Chi dovrebbe garantire questa liberazione sarebbe proprio Minsk, ma è ovvio che non potrà farlo affatto data la forte dipendenza dalla Russia di cui sopra.
Ma se così stanno le cose la Bielorussia non avrebbe più ragione di esistere se non mantenendo vivo un ascendente politico verso l’esterno.
Tuttavia è proprio per questa ragione che, allo stato attuale, Lukashenka sa di non avere alternative se non quella di evitare il collasso interno (carestia alimentare compresa tenuto conto dell’embargo UE per i prodotti alimentari che costa a Minsk molto in termini di ricerca di prodotti alternativi per gli ammassi di Stato).
Se poi si considera che, stando a quanto riporta oggi l’Ansa, Lukashenka non vede assolutamente “alcun rischio dall'impiego del Gruppo Wagner" in Bielorussia sottolineando che “Zelensky ha finalmente capito che non vincerà questa guerra" e che "questo contrattacco non porterà a nulla se non alla morte di migliaia e migliaia di persone”, allora, il dato potrebbe dirsi tratto.
È una dichiarazione ambigua perché maschera un filo di sottomissione a Mosca ma, contestualmente, apre ad un ultimo tentativo di sopravvivenza: dire al mondo che la politica di Minsk non è come quella russa così cercando di portare dalla sua parte la Wagner prima che Putin decida di cambiare obiettivo: scaricare su Minsk la colpa della guerra Ucraina (per non aver garantito gli accordi) e annetterla per implosione interna.

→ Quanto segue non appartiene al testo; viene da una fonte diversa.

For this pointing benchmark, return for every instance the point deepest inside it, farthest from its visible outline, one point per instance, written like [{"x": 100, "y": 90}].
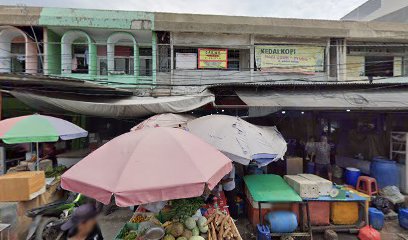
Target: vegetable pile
[
  {"x": 190, "y": 229},
  {"x": 222, "y": 226}
]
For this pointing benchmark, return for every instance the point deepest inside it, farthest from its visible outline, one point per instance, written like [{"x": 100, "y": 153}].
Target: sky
[{"x": 316, "y": 9}]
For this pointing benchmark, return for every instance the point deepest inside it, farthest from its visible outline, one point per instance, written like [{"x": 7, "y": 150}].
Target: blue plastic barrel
[
  {"x": 282, "y": 221},
  {"x": 263, "y": 232},
  {"x": 352, "y": 175},
  {"x": 385, "y": 172},
  {"x": 310, "y": 168},
  {"x": 403, "y": 217},
  {"x": 376, "y": 218}
]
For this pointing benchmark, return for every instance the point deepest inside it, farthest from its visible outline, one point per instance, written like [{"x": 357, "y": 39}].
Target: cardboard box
[
  {"x": 304, "y": 187},
  {"x": 325, "y": 186},
  {"x": 21, "y": 186}
]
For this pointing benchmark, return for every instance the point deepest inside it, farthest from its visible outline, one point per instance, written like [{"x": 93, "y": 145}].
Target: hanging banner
[
  {"x": 290, "y": 58},
  {"x": 186, "y": 60},
  {"x": 210, "y": 58}
]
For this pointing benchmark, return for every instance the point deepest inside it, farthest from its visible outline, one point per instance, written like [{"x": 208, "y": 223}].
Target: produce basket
[
  {"x": 139, "y": 217},
  {"x": 125, "y": 229}
]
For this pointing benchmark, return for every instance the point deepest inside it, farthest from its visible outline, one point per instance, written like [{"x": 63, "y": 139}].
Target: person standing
[
  {"x": 310, "y": 149},
  {"x": 322, "y": 159},
  {"x": 83, "y": 225}
]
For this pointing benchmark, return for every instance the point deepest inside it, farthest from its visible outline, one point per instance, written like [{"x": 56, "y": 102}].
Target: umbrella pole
[{"x": 38, "y": 156}]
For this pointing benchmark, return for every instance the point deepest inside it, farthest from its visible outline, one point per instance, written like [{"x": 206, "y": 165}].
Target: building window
[
  {"x": 80, "y": 58},
  {"x": 145, "y": 55},
  {"x": 233, "y": 60},
  {"x": 376, "y": 66},
  {"x": 124, "y": 65},
  {"x": 102, "y": 66}
]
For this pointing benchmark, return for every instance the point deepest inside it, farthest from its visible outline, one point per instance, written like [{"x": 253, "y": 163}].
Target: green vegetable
[
  {"x": 204, "y": 229},
  {"x": 196, "y": 238},
  {"x": 195, "y": 231},
  {"x": 169, "y": 237},
  {"x": 131, "y": 235},
  {"x": 202, "y": 221},
  {"x": 190, "y": 223},
  {"x": 187, "y": 233}
]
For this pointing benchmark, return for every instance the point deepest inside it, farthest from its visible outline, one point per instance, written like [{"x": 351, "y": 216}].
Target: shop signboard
[
  {"x": 186, "y": 60},
  {"x": 211, "y": 58},
  {"x": 290, "y": 58}
]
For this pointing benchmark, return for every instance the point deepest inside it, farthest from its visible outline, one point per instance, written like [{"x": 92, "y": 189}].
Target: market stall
[
  {"x": 183, "y": 219},
  {"x": 37, "y": 129},
  {"x": 272, "y": 189},
  {"x": 348, "y": 211},
  {"x": 177, "y": 173}
]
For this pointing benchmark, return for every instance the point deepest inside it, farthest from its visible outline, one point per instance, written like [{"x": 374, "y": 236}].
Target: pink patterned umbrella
[{"x": 148, "y": 165}]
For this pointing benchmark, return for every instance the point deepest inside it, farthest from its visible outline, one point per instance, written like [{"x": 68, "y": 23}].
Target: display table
[
  {"x": 71, "y": 158},
  {"x": 350, "y": 196},
  {"x": 270, "y": 188}
]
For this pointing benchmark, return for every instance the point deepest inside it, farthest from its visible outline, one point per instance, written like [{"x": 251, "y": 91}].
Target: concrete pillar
[
  {"x": 31, "y": 63},
  {"x": 154, "y": 57},
  {"x": 66, "y": 58},
  {"x": 7, "y": 35},
  {"x": 327, "y": 57},
  {"x": 5, "y": 55},
  {"x": 252, "y": 56},
  {"x": 341, "y": 47}
]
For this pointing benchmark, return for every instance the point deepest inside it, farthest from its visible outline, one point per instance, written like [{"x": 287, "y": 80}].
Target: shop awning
[
  {"x": 362, "y": 99},
  {"x": 129, "y": 107}
]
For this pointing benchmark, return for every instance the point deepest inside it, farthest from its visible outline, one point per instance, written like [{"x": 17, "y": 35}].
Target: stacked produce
[
  {"x": 222, "y": 226},
  {"x": 190, "y": 229}
]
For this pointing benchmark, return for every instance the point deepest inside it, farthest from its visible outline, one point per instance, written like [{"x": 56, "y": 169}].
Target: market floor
[{"x": 112, "y": 223}]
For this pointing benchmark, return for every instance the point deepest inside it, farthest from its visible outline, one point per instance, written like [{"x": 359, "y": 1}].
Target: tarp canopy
[
  {"x": 362, "y": 99},
  {"x": 125, "y": 107}
]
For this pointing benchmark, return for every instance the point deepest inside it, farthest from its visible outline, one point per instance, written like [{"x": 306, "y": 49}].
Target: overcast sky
[{"x": 319, "y": 9}]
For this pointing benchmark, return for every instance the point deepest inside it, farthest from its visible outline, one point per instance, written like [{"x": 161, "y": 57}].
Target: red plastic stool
[{"x": 367, "y": 185}]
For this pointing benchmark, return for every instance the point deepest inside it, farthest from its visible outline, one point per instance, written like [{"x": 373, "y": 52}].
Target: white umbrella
[
  {"x": 164, "y": 120},
  {"x": 239, "y": 140}
]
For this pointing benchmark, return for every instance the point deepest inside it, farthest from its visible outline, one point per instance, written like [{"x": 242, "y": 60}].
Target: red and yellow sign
[{"x": 211, "y": 58}]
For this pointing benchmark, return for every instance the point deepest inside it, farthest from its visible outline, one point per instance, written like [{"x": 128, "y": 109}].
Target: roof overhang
[{"x": 362, "y": 99}]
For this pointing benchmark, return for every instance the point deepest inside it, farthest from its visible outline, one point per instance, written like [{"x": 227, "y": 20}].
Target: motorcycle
[{"x": 47, "y": 219}]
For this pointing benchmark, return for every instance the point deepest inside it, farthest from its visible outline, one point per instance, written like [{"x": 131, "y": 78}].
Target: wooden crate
[
  {"x": 344, "y": 213},
  {"x": 21, "y": 186}
]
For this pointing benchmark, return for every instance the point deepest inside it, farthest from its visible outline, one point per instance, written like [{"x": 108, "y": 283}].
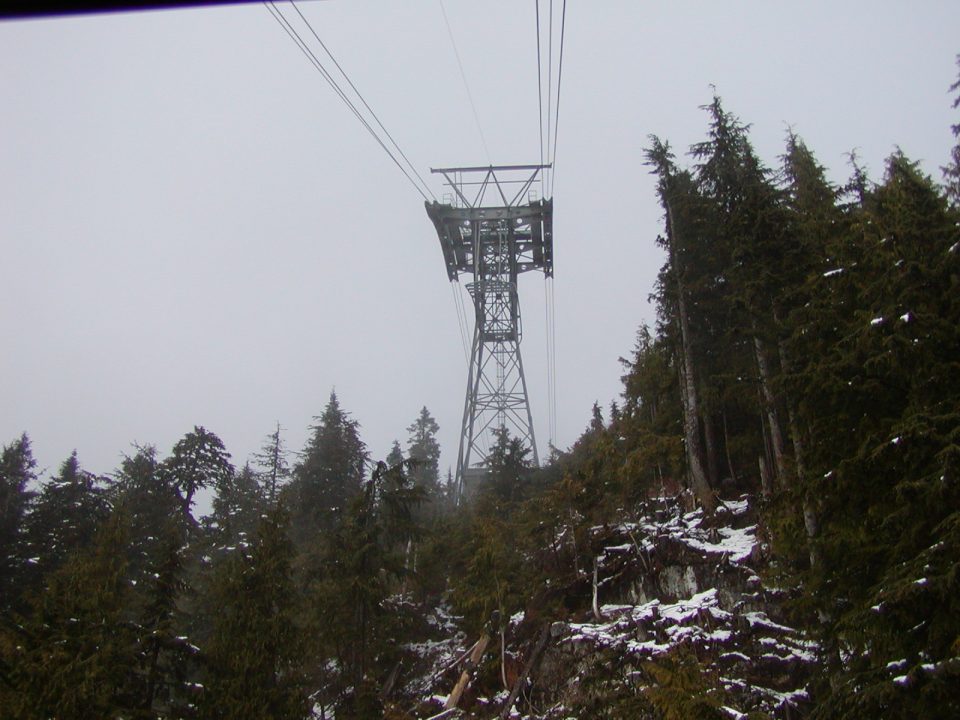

Così Putin avrebbe un alibi per chiedere scusa al mondo. Sempre se qualcuno ci crederà.
Un ulteriore dato utile per comprendere la corsa contro il tempo di Minsk? La Bielorussia non è neanche tra i 30 eserciti con più elevato indice di forza militare secondo Global Firepower. Questo la dice lunga sulla forza vera anche della Russia (seconda al mondo dopo gli Stati Uniti). Nel frattempo Lukashenka si danna l’anima prima che la Wagner passi con l’Occidente.